So, why would a company falsify a certificate? It is hard to say, and every organization that does this probably has different reasons. It could be because they are concerned about the expense of hiring a certification body to audit them. It could be because they are worried about what will be found during the certification audit. It may even be that they just want to claim certification without having done any of the preparation and implementation required. Whatever the reason, without a valid certification you do not know that any QMS they might have in place has been verified against the ISO 9001:2015 requirements.

For more on what the certification auditors will ask during the audit see this article What questions to expect on the ISO 9001 certification audit.

What can you do to check if a certificate is false?

The first thing to remember is that an organization cannot certify their own QMS; this needs to be done by an accredited certification body. To better understand what to look for it is helpful to know how certification works.

The process for how certification works goes like this: the International Organization for Standardization (ISO) issues a standard, and an organization will implement the standard. The organization will hire a certification body to audit their system and issue an accredited certificate that the system meets the standard requirements. In order to be allowed to do this, the certification body needs to be accredited by the national accreditation body who monitors their work. In turn, the national accreditation body must be authorized by the International Accreditation Forum (IAF).

So, each certificate should include the registration/certification number, the name of the certification body and the name of the accreditation body. If there is no certification or accreditation body, then the certificate is definitely false. If there are a certification and accreditation body identified, then you can start the process of looking to find out if the certification body is properly accredited. The way to do this is as follows:

  1. Look at the list of accreditations bodies from the IAF. To do this go to http://www.iaf.nu/articles/IAF_Members__Signatories/4 and choose the country or area the supplier is from. This will list the approved national accreditation bodies for that country. For instance, for the United States of America, the list includes the ANSI-ASQ National Accreditation Board (ANAB). You can link to the accreditation board from this website.
  2. Under the accreditation board search for the name of the certification body identified on the certificate. From the ANAB website above you can find the web page to search for a certification body.
  3. If the accreditation body is not on the approved list of accreditation bodies there is a problem. Likewise, if the certification body is not on the approved list of certification bodies this is an issue. Either way, you should be concerned that any audit was not done by competent personnel who were adequately approved.
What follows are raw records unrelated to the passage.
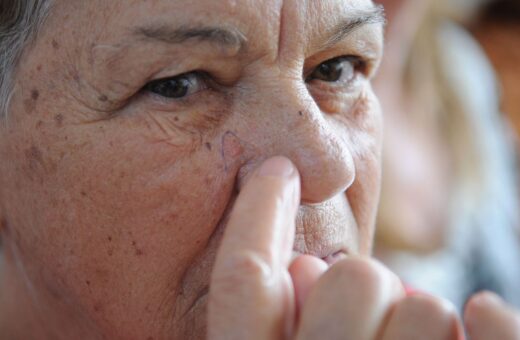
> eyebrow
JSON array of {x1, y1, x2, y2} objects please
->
[
  {"x1": 135, "y1": 24, "x2": 247, "y2": 52},
  {"x1": 324, "y1": 5, "x2": 386, "y2": 49}
]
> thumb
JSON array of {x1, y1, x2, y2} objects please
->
[{"x1": 208, "y1": 157, "x2": 300, "y2": 339}]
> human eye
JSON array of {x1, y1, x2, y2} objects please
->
[
  {"x1": 144, "y1": 71, "x2": 207, "y2": 99},
  {"x1": 306, "y1": 56, "x2": 366, "y2": 86}
]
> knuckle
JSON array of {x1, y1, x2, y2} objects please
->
[
  {"x1": 213, "y1": 251, "x2": 273, "y2": 291},
  {"x1": 396, "y1": 294, "x2": 458, "y2": 323},
  {"x1": 326, "y1": 258, "x2": 393, "y2": 291}
]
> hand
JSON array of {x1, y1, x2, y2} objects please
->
[{"x1": 208, "y1": 157, "x2": 462, "y2": 340}]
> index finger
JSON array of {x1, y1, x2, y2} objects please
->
[{"x1": 208, "y1": 157, "x2": 300, "y2": 339}]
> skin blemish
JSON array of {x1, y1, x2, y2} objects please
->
[
  {"x1": 54, "y1": 113, "x2": 63, "y2": 127},
  {"x1": 24, "y1": 89, "x2": 40, "y2": 114},
  {"x1": 31, "y1": 89, "x2": 40, "y2": 101},
  {"x1": 25, "y1": 145, "x2": 44, "y2": 170},
  {"x1": 0, "y1": 217, "x2": 9, "y2": 232},
  {"x1": 132, "y1": 241, "x2": 144, "y2": 256},
  {"x1": 220, "y1": 131, "x2": 247, "y2": 171}
]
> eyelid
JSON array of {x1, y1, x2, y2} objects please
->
[{"x1": 304, "y1": 55, "x2": 369, "y2": 82}]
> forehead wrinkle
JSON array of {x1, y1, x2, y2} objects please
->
[{"x1": 322, "y1": 5, "x2": 386, "y2": 49}]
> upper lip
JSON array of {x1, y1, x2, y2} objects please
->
[{"x1": 291, "y1": 249, "x2": 348, "y2": 266}]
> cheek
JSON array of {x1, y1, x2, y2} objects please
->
[
  {"x1": 346, "y1": 92, "x2": 383, "y2": 255},
  {"x1": 7, "y1": 115, "x2": 244, "y2": 329}
]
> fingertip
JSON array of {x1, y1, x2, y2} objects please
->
[
  {"x1": 289, "y1": 255, "x2": 329, "y2": 311},
  {"x1": 258, "y1": 156, "x2": 296, "y2": 178}
]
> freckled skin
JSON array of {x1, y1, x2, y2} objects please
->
[{"x1": 0, "y1": 0, "x2": 382, "y2": 339}]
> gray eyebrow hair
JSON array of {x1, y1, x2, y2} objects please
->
[
  {"x1": 135, "y1": 24, "x2": 247, "y2": 51},
  {"x1": 324, "y1": 5, "x2": 386, "y2": 48}
]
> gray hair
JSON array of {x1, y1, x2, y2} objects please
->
[{"x1": 0, "y1": 0, "x2": 52, "y2": 120}]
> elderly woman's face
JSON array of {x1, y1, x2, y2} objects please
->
[{"x1": 0, "y1": 0, "x2": 382, "y2": 339}]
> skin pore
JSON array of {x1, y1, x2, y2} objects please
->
[{"x1": 0, "y1": 0, "x2": 382, "y2": 339}]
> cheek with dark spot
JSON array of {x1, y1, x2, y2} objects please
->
[
  {"x1": 25, "y1": 145, "x2": 44, "y2": 171},
  {"x1": 54, "y1": 114, "x2": 63, "y2": 127},
  {"x1": 31, "y1": 89, "x2": 40, "y2": 101},
  {"x1": 23, "y1": 89, "x2": 40, "y2": 114},
  {"x1": 220, "y1": 131, "x2": 246, "y2": 171}
]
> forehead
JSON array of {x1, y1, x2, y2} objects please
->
[{"x1": 54, "y1": 0, "x2": 374, "y2": 49}]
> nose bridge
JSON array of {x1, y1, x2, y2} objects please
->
[{"x1": 242, "y1": 78, "x2": 355, "y2": 203}]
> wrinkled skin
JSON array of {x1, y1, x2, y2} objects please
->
[
  {"x1": 0, "y1": 0, "x2": 513, "y2": 340},
  {"x1": 0, "y1": 0, "x2": 382, "y2": 339}
]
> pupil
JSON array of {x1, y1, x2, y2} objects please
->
[
  {"x1": 320, "y1": 61, "x2": 343, "y2": 82},
  {"x1": 152, "y1": 78, "x2": 190, "y2": 98}
]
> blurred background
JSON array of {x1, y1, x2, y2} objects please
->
[{"x1": 374, "y1": 0, "x2": 520, "y2": 309}]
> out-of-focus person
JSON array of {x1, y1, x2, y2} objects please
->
[
  {"x1": 471, "y1": 0, "x2": 520, "y2": 145},
  {"x1": 376, "y1": 0, "x2": 520, "y2": 309}
]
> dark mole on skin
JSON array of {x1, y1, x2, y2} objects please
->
[
  {"x1": 0, "y1": 218, "x2": 9, "y2": 232},
  {"x1": 132, "y1": 241, "x2": 143, "y2": 256},
  {"x1": 54, "y1": 113, "x2": 63, "y2": 127},
  {"x1": 31, "y1": 89, "x2": 40, "y2": 101},
  {"x1": 25, "y1": 145, "x2": 43, "y2": 170}
]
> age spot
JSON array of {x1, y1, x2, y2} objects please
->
[
  {"x1": 220, "y1": 131, "x2": 246, "y2": 171},
  {"x1": 54, "y1": 113, "x2": 63, "y2": 127},
  {"x1": 25, "y1": 145, "x2": 44, "y2": 170},
  {"x1": 31, "y1": 89, "x2": 40, "y2": 101}
]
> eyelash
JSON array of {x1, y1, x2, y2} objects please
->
[{"x1": 143, "y1": 56, "x2": 367, "y2": 101}]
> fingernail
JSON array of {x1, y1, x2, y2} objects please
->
[
  {"x1": 473, "y1": 291, "x2": 504, "y2": 306},
  {"x1": 259, "y1": 156, "x2": 294, "y2": 178}
]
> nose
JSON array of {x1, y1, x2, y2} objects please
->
[{"x1": 239, "y1": 77, "x2": 355, "y2": 204}]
This may seem simplified, but if you follow the above process and find that those who claim to have issued a certificate are not on the maintained approval listing, then the certification is not valid.

For more on what you should do to evaluate suppliers see this article, How to evaluate supplier performance according to ISO 9001:2015.

What can you do about it?

If you have good reasons to ask your suppliers for certification to ISO 9001:2015, then it is obvious that a supplier with a false certificate should not be used by your organization. Use your internal process to find another supplier who can satisfy your needs. You may also notify ISO about your suspicions of a company who has a false certificate; this can easily be done at https://www.iso.org/complaints.html. This can help the ISO group to better investigate this problem.

Those of us who know the benefits of having a certified QMS may be mystified by an organization that would falsify their certification. Unfortunately, this practice is occurring with some organizations and needs to be monitored. As with any other requirement if you have any providers of external processes, products or services, you want to ensure that the requirement for a certified QMS is met. After all, if a supplier would misrepresent their ability to meet this simple requirement, what else are they hiding?